Our average accuracy was great. That was the problem.
A single aggregate WER can look healthy while the device quietly fails an entire cohort. The only honest way to find bias is to stop averaging and start slicing — by accent, age, gender, and clinical condition — and to read the worst slice, not the mean.
For a while our headline number looked fine. Aggregate word error rate across the pilot was sitting around 9%, which for bedside voice is respectable. Then we sliced it, and the average dissolved into a population that was being served well and a population that was effectively locked out. The aggregate was not wrong. It was just measuring the wrong thing — the mean instead of the floor.
Why the average lies
Aggregate accuracy is a weighted vote, and the majority cohort wins it. If 80% of your eval utterances come from speakers the model handles easily, you can run a catastrophic 30% WER on the remaining 20% and still report a single-digit average. The number is real and the failure is real and they coexist. For a consumer gadget that might be acceptable. For a device whose minority cohorts are frail immigrant elders with dysarthria — precisely the people it exists to help — averaging is a way of not seeing them.
How we slice
Every utterance in our eval set carries metadata, and we compute WER (plus intent accuracy and false end-of-turn rate) within each slice, then again at the intersections, because bias lives at the intersections.
- Accent / first language — general American versus West African, South Asian, Caribbean, East Asian, and more.
- Age band — under 60, 60–79, and 80-plus, the last being our actual center of mass.
- Voice pitch cohort — low, mid, high, as a proxy that survives the gender blurring of older voices.
- Clinical condition — dysarthria, post-stroke speech, Parkinsonian tremor, hard-of-hearing (which changes how people respond, not just how they sound).
- Acoustic environment — quiet room, roommate TV, overhead paging, HVAC.
We report the worst-performing slice as a first-class release metric, alongside the gap between best and worst. A change that lifts the average but widens the gap is a regression in our scorecard, even when the headline number improves. That single rule reorganizes what we optimize.

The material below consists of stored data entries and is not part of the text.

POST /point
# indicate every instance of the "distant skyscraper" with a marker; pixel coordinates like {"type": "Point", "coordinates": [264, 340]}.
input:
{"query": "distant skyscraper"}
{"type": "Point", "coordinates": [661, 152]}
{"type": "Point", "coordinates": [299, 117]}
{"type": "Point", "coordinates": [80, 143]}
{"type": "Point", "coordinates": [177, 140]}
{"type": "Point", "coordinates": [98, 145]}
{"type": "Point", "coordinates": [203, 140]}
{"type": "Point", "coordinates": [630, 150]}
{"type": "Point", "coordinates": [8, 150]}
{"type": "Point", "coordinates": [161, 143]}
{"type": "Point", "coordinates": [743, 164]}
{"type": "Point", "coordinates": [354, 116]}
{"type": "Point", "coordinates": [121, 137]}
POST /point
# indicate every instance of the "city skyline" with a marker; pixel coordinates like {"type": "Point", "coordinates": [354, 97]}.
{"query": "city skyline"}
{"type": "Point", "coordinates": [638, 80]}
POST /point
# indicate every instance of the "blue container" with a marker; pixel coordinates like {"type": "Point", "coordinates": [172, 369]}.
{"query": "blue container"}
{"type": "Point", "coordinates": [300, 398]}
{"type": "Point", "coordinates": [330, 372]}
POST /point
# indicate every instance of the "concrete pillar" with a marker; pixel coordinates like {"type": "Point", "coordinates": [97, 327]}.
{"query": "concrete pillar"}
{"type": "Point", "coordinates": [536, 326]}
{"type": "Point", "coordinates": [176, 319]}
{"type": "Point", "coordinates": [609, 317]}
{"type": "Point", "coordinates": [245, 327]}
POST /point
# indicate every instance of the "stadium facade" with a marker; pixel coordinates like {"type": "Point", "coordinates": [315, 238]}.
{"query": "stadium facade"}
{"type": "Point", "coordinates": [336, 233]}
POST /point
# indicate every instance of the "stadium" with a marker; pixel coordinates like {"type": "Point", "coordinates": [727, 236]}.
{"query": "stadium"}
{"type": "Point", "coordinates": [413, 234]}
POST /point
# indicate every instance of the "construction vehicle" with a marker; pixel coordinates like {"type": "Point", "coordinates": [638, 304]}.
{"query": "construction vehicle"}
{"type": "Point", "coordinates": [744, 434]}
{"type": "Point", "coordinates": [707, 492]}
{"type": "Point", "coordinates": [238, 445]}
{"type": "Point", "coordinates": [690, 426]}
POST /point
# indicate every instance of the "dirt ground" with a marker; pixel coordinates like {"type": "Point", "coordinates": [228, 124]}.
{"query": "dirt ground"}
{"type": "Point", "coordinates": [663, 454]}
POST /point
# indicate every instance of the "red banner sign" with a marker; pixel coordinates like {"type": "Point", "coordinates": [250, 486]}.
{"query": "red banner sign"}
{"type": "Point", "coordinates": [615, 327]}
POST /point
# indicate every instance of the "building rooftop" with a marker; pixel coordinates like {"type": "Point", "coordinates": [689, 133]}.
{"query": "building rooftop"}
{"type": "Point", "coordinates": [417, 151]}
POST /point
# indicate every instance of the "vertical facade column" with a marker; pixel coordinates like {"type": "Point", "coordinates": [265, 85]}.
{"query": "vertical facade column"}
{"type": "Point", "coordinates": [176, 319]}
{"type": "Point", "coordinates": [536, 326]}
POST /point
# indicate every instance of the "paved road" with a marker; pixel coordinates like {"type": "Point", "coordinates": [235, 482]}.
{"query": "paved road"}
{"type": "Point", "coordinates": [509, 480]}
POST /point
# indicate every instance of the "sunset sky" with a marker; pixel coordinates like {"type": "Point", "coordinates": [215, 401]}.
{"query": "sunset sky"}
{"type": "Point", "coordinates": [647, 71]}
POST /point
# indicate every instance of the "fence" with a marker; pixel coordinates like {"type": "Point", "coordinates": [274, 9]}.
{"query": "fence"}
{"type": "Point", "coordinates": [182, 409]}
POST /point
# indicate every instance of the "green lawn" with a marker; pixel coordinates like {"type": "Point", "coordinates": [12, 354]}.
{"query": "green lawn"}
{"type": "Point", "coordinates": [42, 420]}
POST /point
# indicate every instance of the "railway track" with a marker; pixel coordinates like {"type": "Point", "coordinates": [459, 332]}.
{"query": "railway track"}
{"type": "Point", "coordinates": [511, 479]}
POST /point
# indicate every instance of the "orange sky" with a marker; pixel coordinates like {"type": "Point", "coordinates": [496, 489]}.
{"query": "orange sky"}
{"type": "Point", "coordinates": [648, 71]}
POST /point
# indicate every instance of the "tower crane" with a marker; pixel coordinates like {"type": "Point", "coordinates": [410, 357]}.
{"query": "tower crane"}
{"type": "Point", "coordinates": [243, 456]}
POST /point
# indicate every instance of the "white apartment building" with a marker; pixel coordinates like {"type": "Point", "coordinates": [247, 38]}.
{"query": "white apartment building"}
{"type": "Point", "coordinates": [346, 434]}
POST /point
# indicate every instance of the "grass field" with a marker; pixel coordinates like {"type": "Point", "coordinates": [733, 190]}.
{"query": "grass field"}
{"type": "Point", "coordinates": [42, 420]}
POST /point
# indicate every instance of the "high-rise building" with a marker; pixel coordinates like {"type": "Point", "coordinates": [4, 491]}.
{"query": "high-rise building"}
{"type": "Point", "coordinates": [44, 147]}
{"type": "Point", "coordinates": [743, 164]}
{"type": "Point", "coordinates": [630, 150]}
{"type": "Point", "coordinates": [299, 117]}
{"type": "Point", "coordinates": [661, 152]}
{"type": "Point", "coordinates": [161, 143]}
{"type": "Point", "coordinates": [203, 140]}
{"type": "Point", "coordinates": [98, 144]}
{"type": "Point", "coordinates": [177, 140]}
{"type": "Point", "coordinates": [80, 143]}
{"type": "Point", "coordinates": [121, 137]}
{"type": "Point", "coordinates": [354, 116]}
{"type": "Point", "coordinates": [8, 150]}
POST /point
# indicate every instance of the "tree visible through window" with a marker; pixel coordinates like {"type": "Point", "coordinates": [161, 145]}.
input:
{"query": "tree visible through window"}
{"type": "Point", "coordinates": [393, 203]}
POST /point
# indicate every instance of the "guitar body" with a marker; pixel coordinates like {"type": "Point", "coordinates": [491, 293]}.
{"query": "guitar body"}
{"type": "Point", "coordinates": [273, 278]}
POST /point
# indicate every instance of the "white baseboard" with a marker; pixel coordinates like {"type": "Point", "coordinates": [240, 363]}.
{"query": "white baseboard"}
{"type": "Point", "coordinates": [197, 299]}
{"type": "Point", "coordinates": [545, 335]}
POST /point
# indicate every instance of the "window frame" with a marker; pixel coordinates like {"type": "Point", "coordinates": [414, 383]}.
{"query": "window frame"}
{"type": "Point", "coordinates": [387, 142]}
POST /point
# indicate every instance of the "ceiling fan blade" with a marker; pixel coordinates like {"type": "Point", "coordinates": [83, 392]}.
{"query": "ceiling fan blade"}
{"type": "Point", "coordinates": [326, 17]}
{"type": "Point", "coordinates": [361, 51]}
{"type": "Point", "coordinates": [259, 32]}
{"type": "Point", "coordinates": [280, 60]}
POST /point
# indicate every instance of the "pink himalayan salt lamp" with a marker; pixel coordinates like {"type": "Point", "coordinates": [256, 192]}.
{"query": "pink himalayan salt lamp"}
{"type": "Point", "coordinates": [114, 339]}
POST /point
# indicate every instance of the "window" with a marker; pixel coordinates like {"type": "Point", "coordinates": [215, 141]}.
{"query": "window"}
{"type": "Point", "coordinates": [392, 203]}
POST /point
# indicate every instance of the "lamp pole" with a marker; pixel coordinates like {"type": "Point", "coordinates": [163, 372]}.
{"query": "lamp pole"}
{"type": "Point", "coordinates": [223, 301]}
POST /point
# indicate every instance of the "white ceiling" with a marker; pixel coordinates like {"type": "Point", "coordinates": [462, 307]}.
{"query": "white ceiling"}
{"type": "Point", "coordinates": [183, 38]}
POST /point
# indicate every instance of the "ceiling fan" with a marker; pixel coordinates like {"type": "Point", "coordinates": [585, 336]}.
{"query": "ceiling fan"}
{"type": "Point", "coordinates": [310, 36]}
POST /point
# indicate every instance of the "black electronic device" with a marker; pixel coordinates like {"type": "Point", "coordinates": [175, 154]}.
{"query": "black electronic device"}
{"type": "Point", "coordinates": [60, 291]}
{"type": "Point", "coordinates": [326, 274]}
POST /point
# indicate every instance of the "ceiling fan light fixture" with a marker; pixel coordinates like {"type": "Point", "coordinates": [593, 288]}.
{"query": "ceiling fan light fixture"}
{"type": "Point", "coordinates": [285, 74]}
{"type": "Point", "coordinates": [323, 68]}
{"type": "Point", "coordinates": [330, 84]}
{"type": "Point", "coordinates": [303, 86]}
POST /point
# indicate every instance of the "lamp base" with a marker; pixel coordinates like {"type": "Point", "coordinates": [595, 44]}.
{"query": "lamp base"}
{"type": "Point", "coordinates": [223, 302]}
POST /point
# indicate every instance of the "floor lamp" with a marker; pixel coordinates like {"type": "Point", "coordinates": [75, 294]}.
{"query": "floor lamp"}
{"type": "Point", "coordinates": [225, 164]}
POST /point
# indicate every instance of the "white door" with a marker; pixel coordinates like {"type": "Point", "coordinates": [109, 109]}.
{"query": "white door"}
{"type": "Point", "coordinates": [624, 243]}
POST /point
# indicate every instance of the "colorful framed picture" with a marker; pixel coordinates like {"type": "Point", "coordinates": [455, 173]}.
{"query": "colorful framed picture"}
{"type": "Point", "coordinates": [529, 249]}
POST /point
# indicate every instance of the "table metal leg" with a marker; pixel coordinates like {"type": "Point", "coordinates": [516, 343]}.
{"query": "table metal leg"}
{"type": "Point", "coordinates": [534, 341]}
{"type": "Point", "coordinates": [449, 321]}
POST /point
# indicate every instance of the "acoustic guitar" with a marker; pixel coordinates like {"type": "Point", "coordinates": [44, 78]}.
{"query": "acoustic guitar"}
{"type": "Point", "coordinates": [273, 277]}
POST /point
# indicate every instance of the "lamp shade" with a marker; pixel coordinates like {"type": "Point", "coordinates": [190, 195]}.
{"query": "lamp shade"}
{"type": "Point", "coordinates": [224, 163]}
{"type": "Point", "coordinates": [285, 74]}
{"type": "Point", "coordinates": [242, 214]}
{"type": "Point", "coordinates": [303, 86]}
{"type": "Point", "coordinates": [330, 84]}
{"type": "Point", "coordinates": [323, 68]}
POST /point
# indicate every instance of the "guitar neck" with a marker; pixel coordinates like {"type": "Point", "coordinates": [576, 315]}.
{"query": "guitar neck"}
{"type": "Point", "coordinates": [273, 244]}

What slicing actually catches
Slicing turned vague unease into specific bugs we could fix. It is how we found that our end-of-turn detector was firing early on slow speakers, that one STT provider was strong on accents but weak on tremor while another was the reverse, and that a TTS voice change improved younger-listener preference scores while lowering intelligibility for hard-of-hearing residents. None of those were visible in the aggregate. All of them were obvious in the slice.
The discipline is simple to state and uncomfortable to follow: never ship on the mean, always ship on the worst-served cohort. A bedside device does not get to be good on average. The resident it fails does not experience the average — she experiences her own slice, and ours is the only number that is honest about her.